W. H. THORNYCROFT, A.R.A. · Artists at Home · Victorian Artists at Home (original) (raw)

1avenus003.jpg

This portrait of Sir William Hamo Thornycroft (1850-1925) was taken by Joseph Parkin Mayall (1839-1922) in 1883, then published in the June 1884 installment of Artists at Home. Set in Thornycroft’s house at 2a Melbury Road, Holland Park, designed by the architect John Belcher (1841-1913) around 1877, the photograph shows the interior of the artist’s studio, with Thornycroft tending to one of his works. The thirty-four-year-old sculptor assumes the role of a working artist, despite the elegant velvet jacket that he wears, an unlikely costume for an artist at work. The photographer creates the fiction that the viewer is interrupting the artist as he plasters a bust, apparently of the English Romantic poet Samuel Taylor Coleridge (1772–1834). His studio, or “sanctum,” is cluttered with classical marble busts and framed works alluding to Thornycroft’s sojourns abroad, where he gained his admiration for the antique from artists such as Michelangelo.[1]

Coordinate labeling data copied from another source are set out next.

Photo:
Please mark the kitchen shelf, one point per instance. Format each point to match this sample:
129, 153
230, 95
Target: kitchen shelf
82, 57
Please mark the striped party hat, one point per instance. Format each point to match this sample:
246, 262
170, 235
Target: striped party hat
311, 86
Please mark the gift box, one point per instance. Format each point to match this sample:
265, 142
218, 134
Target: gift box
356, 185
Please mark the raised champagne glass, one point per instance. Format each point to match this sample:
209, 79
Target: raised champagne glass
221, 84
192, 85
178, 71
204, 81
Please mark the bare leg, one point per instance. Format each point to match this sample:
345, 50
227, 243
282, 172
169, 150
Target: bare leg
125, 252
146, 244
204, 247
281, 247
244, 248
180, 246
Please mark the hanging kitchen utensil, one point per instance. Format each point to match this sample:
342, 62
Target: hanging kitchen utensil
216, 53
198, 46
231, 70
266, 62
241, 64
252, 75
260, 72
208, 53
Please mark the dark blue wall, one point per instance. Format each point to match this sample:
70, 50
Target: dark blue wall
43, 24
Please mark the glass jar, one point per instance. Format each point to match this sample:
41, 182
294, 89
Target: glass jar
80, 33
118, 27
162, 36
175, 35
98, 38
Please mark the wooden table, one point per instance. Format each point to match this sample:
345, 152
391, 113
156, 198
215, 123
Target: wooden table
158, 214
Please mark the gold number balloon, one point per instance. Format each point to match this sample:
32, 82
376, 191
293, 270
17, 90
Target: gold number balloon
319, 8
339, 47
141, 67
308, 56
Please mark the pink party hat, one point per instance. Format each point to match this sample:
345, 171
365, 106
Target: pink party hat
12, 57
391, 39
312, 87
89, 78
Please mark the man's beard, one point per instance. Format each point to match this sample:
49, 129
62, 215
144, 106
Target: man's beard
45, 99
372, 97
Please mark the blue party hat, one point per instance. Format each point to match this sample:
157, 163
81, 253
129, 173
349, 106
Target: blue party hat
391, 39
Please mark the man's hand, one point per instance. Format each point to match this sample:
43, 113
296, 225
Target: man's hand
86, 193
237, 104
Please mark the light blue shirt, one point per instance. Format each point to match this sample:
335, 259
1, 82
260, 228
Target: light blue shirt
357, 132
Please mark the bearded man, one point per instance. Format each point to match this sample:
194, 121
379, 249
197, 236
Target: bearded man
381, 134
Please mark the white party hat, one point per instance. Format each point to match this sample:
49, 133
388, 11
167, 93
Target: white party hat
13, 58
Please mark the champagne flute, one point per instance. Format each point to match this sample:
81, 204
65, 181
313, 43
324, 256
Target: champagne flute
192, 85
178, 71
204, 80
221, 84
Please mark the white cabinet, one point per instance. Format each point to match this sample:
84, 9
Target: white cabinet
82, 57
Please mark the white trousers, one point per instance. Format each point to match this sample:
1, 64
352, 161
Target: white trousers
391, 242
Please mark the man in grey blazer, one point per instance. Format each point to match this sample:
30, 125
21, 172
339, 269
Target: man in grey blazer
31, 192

A tall, imposing figure with fiery red hair, Thornycroft sits on a stool, gazing curiously at the camera. Although Thornycroft is the subject of the portrait, he hardly seems alone in his studio, where he is surrounded by busts so lifelike that they seem to populate the room. A number of his own artworks are on display, yet the space appears more like a living room than an artist’s studio due to the prominent fireplace, oriental rug, and personal possessions such as swords and vases; Thornycroft’s piano and a violoncello are not visible in the photograph. In designing the studio, Thornycroft favored comfort over aesthetics, which could explain the oriental rug on the floor and the addition of curtains, adding an element of “homely” warmth, if not exactly practical in a place where wet plaster is applied to sculpture.[2] The space appears a cluttered mess at first glance, but upon careful examination we realize that each sculpture and framed picture has a purpose.

mw00407.jpg

Much of what we see in Mayall’s photograph was present when Wilfred Meynell visited Thornycroft’s studio in the early 1880s. Meynell, like Mayall, recognized the significance of the fireplace, designed by Thornycroft himself. It was there, on the hearth of the studio, that the sculptor "accumulated his Penates," as Meynell puts it, referring to the objects most "sacred to the house-owner." On the fireplace itself, framed photographs of the Elgin Marbles, "the chief masters in his art," hang on either side of a cast of a tiger that had been part of a Ba cchic Procession destroyed in a fire. Atop the mantel are displayed Thornycroft’s favorite antiques, "to keep his eyes fresh," in an arrangement crowned with a framed photograph of the Venus de Milo. Below it stands a copy of the so-called Oxford Fragment--the bust of a goddess, probably Demeter, from around 500 BC, flanked by the torso of the Cyrenian Aphrodite and "the so-called 'Hera' of Kensington, with her placid, archaic, curiously thoughtful beauty."[3] There are, in addition, a number of works by Thornycroft himself, including a bronze cast of the original wax sketch and a full-sized bust of Teucer, a miniature bronze of Athlete Putting a Stone, and a statue of Lord Beaconsfield (Benjamin Disraeli) standing before the drapery at the back of the room.[4]

Although there were three or four studios in the Thornycroft household, in Mayall’s photograph Hamo sits in his personal studio, separated from the other creative minds of his artistic family. Marking his private territory, he placed a horseshoe over the door as a good-luck charm. Sketch models for all his principal works are scattered about the room, but several works by his grandfather, father, and mother are also present. Although Thornycroft’s studio appears to be a dark and masculine space, the sculptures by his mother, the artist Mary Thornycroft (1814–1895), and the fireplace designed by his sister Helen Thornycroft (1848–1937), a professional painter and watercolorist, imply a female presence that is often masked in the other studio portraits in Artists at Home.[5] Thornycroft retains close family ties with his mother and sister by keeping their works company in the studio, though the uninformed viewer would never know of their presence.

Vanessa Pike

[1] Wilfrid Meynell, ed., The Modern School of Art (London: W.R. Howell & Company, 1886-1888): 1:68.

[2] Martina Droth, et al., ”Sculpture and Aesthetic Intent in the Late-Victorian Interior,” In Rethinking the Interior, c. 1867-1896 Aestheticism and Arts and Crafts (Surrey, England: Ashgate Publishing Limited, 2010), p. 215.

[3] Meynell, Modern School of Art, 1:69.

[4] Ibid.

[5] Droth, "Sculpture and Aesthetic Intent,” 215.